If I could reproduce this myself, I would go through the Model architecture and try to leave out extraneous parts of the pipeline, like the PickingPipelineStage or the PointCloudStylingPipelineStage, and see what happens. This part of the shader code is what is responsible for the show condition in point clouds: I also wonder if it makes a difference if the show condition is always set to true. In other words, is it the presence of the show condition that slows things down? Or is it the evaluation of the condition itself?

Update: maybe it's not related to the readPixels (and picking) as I thought. The project I'm working on is using the show attribute, and here readPixels doesn't seem to be an issue. Did possibly change something in the shaders that could cause this?

Does this imply that the show attribute still causes issues, even with picking disabled for point clouds?

ilyaly commented 1 year ago

We are experiencing the same performance issue , see #11196 . Our tilesets are generated with Agisoft Metashape. Prior to version 1.97 there were no problems but starting from 1.97 we observe the same behavior as reported in this issue the only difference is that we do not apply any styling.

ulrichson commented 1 year ago

@j9liu Thanks! I tested with show: 'true' (and also an expression that always evaluates to true, i.e. show: '${COLOR}.r > -1 && ${COLOR}.r < 2' and then there's no performance drop. Same observation as without the show.

Does this imply that the show attribute still causes issues, even with picking disabled for point clouds?

It seems so, I made the following change in packages/engine/Source/Scene/Model/ModelRuntimePrimitive.js‎:

if (model.allowPicking) {
  console.warn('Disabled PickingPipelineStage')
  // pipelineStages.push(PickingPipelineStage);
}

With the disabled PickingPipelineStage the performance still drops - so it's really not related to picking.

I did another test and tried to fake the show behavior with a conditional color style, i.e. color: '${COLOR}.r > 0.7 && ${COLOR}.r < 0.8 ? rgb(200,200,200) : rgba(0,0,0,0)' (see Sandcastle example). Now, the performance doesn't drop, so I think it can be narrowed down to the show-behavior.
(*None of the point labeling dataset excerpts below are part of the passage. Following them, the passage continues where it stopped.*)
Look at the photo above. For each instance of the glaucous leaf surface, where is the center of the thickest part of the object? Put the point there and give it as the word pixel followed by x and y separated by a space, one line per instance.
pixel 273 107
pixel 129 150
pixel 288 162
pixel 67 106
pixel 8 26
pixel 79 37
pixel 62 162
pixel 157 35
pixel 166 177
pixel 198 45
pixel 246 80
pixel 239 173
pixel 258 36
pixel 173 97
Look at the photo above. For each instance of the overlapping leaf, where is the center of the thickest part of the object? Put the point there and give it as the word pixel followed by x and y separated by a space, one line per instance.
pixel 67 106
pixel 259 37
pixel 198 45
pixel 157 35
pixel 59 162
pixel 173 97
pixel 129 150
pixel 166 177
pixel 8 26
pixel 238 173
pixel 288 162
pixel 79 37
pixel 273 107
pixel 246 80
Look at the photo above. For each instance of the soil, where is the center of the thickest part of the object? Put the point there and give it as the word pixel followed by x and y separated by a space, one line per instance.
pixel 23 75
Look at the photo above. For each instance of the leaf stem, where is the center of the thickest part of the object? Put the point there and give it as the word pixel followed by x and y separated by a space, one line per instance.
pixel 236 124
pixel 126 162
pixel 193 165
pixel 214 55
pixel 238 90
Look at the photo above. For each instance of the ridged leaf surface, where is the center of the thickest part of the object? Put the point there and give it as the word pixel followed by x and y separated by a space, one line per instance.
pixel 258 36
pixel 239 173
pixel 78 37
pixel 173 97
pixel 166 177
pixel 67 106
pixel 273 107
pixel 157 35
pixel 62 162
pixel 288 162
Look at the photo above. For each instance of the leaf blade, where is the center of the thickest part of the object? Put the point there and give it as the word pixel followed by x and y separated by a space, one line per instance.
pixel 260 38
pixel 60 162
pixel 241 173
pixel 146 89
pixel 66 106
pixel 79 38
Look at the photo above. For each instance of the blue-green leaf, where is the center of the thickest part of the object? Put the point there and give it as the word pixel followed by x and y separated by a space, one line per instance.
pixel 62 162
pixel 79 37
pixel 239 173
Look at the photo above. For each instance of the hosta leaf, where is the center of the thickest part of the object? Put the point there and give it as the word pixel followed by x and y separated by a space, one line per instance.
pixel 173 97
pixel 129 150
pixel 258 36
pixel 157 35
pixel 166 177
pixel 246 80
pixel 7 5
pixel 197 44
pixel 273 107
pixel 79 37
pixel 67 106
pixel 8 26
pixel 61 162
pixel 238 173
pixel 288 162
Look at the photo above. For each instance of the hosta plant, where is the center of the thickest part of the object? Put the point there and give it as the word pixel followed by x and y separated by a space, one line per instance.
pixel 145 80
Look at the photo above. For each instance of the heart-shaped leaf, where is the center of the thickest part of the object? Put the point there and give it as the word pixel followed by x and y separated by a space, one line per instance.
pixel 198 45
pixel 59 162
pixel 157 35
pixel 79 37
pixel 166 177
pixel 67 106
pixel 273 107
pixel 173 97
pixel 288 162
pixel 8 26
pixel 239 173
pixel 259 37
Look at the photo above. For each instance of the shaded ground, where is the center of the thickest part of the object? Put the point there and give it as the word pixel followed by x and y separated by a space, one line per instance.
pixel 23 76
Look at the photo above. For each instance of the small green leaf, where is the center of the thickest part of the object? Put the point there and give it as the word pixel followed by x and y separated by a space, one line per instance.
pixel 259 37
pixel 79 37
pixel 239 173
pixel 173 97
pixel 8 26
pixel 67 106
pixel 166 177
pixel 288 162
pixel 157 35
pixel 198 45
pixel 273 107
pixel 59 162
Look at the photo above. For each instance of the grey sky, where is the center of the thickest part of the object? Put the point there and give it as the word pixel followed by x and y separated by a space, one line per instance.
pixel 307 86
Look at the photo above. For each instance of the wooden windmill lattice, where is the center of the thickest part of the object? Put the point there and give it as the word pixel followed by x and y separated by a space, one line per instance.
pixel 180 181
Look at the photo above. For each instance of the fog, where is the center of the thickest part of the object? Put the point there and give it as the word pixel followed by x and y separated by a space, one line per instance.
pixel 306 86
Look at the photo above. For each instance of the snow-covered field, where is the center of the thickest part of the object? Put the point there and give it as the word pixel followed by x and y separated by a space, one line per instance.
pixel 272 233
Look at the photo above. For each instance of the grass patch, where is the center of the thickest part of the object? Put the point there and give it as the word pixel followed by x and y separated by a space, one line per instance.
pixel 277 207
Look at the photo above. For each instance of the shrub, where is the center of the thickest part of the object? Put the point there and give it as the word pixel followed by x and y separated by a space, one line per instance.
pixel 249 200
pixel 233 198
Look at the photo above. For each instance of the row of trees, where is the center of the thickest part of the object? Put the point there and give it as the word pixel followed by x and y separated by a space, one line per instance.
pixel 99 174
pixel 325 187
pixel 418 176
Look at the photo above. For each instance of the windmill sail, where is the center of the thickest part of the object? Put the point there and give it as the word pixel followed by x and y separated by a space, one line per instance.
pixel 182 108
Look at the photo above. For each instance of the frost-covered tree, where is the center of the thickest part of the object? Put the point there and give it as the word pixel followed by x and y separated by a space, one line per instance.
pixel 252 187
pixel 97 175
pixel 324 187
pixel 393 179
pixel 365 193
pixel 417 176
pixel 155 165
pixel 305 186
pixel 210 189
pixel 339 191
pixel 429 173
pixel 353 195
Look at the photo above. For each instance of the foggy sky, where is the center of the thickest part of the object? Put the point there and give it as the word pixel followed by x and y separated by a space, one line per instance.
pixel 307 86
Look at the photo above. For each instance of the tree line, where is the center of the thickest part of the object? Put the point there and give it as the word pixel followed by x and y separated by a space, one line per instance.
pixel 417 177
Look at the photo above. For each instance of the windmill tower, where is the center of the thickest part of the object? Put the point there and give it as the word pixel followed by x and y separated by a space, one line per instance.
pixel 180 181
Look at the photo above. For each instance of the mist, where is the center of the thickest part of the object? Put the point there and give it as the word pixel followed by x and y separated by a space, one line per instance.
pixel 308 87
Unfortunately, I can't use this workaround since the pointCloudShading doesn't work with transparent colors.

ulrichson commented 1 year ago

Another observation: I checked if pointCloudShading together with show causes the performance drop - but that's not the case.

aurivus-ph commented 1 year ago

I have a similar observation with a large performance hit on integrated Intel graphics (in particular Intel® UHD Graphics for 10th Gen Intel® Processors as in the i7-10510U). The issue does not show on the dedicated GPUs I have access to.

I have found a one-line fix, that improves the performance a lot in my case:

In packages/engine/Source/Shaders/Model/CPUStylingStageVS.glsl in cpuStylingStage(), comment out the following line:

void cpuStylingStage(inout vec3 positionMC, inout SelectedFeature feature)
{
    float show = ceil(feature.color.a);
    //positionMC *= show; // this line causes the performance hit

    #if defined(HAS_SELECTED_FEATURE_ID_ATTRIBUTE) && !defined(HAS_CLASSIFICATION)
    filterByPassType(positionMC, feature.color);
    #endif
}

Note that you may need to re-build Cesium to re-generate the CPUStylingStageVS.js file. Otherwise the changes won't take effect.

To anyone who is able to reproduce this performance issue, please check if this improves the performance for you.

My theory is as follows:

A proper fix for that would be to actually move the hidden points off-screen, i.e. setting gl_Position accordingly.

katSchmid commented 1 year ago

We have that on all Os and hard ware variants. I have a gui setting shader dynamically. Even applying a new style without anything but point size keeps low frame rates. ReadPixels is big in my profile for me also when setting pixel colors.

Applying a new default style is a large performance hit on fps

katSchmid commented 1 year ago

Any updates, we are no changing our data as a workaround but love to get this back

jjrise commented 3 weeks ago

@katSchmid did you ever find any resolution to this?